I wouldn’t be sad at all if everything didn’t seem so formal and final. Graduation was a little heavy. At least grad night was fun. To be honest I think graduating isn’t a big deal. High school was just something I was supposed to do. Eh, I can’t explain it haha.
Right now everything seems so still. It’s Summer and I’m not doing anything but playing video games and stressing out over stupid things. Sigh. It feels like there’s no movement. Ugh. I don’t know. I don’t know. To be honest I haven’t been thinking too straight recently. I’ve been pretty tired recently.
Belle Histoire is slowly becoming one of my favorite bands. Who doesn’t love Indie Pop? The lead singer, Jane Smith, seriously has one of the most amazing voices I’ve ever heard. Also pretty excited for her EP that’s coming out soon.
I want to live in an apartment in New York City. A small, cramped if you will, apartment that would perfectly fit one person and that could barely fit a second. I’d have a bar job during the night or some job as a waiter during the day. On my off time I would go outside, maybe people watch or even just walk around and appreciate the city. Or maybe hang out with one of the few people I consider a friend. Maybe have a dog or a cat, something to keep me company. I’d want a simple life in a not so simple city. Or at least try to.

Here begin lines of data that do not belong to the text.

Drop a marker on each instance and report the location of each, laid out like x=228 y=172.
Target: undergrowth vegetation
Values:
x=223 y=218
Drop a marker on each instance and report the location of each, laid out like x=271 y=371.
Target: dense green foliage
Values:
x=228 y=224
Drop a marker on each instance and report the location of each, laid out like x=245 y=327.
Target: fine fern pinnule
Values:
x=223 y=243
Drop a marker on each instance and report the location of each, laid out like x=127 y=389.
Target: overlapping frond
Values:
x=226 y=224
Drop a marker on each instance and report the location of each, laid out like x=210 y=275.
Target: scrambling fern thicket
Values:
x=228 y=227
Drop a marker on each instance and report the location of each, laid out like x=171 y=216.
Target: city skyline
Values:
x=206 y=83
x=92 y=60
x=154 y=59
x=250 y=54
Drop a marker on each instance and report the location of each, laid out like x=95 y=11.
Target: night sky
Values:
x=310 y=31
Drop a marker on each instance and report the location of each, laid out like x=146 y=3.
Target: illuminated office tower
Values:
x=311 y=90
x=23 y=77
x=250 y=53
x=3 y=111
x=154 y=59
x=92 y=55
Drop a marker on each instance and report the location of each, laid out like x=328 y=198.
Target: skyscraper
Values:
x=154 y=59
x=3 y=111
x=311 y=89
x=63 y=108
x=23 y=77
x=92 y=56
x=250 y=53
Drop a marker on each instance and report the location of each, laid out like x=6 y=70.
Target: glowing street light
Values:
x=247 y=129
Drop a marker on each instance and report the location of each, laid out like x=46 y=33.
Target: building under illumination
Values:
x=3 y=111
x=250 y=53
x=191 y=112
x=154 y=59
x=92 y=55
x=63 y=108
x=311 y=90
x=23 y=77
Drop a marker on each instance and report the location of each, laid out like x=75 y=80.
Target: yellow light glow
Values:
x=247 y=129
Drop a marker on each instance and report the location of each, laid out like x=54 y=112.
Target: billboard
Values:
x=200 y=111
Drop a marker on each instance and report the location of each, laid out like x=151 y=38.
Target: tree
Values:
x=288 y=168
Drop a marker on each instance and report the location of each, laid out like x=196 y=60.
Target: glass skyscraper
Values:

I want to travel the US. I’d want to be with one or two people I genuinely like. We’d drive around and stop by every town and city we see. Eat at every local place that you have to go to if you’re in the area. I’d want to feel the road on an almost empty free way while the sun’s setting. I want to feel something new everyday. I want a change of scenery everyday. Feel the motions going and feel as if everyday counted.
Then one day after the road trip and I’m settled back in my shitty apartment I love, I’d get that itch to experience new things again. I’d finally go and travel the world. Something i’ve been wanting to do. I’d take that one person who’s, well, significant to me. No, not a lover, I don’t see myself having one of those, It would be someone “human”, someone who knows me more than I do sometimes. I don’t know what I mean by “human”. I mean, I do but, I don’t know how to explain it so you do. Anyway, I’d want to know what it feels like to lie on the grass in Europe and Asia and Australia and so on. It’s more than just going to somewhere new and exciting, it’s about feeling something that’s just so much more. I can’t explain it, but it’s something meaningful, and if I could explain it, then the explanation would be too simple.
I don’t know, that was my “attempt” to saying what I want. I want a lot of things but dreams, this was my attempt at trying to explain those.